Colombian Presidential hopeful Gustavo Petro has given an exclusive interview to Rolling Stone magazine. He begins by saying that 1973, the year Vietnamese resistance forced U.S. troops from their homeland and the date of the military coup against Chilean President Salvador Allende, marked the beginning of his political consciousness.
RELATED:
Colombia: Leading Leftist Presidential Hopeful Warns of Fraud
Books he read during his school days informed him that "a new world was possible and that people were fighting for this in all corners of the planet. They were books that generated social criticism." It was during this period that he joined the former guerrilla movement, M-19, which he believed "filled the gap between the need for social justice and the people themselves."
After the group demobilized in the 1990s, Petro moved on to join the political arena where he served as mayor of Bogota from April 2014 to December 2015.
"Colombia has not experienced democracy. It has not been erected as a nation. This is the fundamental reason for all the violence. It's a social pact that defines a nation.
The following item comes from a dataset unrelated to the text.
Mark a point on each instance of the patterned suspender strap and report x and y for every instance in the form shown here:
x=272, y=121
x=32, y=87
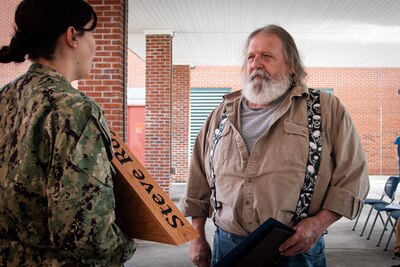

Colombia is not a reality because since the War of Independence dozens of other wars have emerged, demonstrating an immense fracture within Colombian society." Those wars, he warns, "emanate from the exclusion of people in rural areas."
Petro's official candidacy, representing a left-wing coalition of parties and movements, will be confirmed following an electoral consultation on March 11. He has already warned of the possibility of "a massive fraud" to elect his coalition's candidate, which could leave him out of the presidential race on May 27.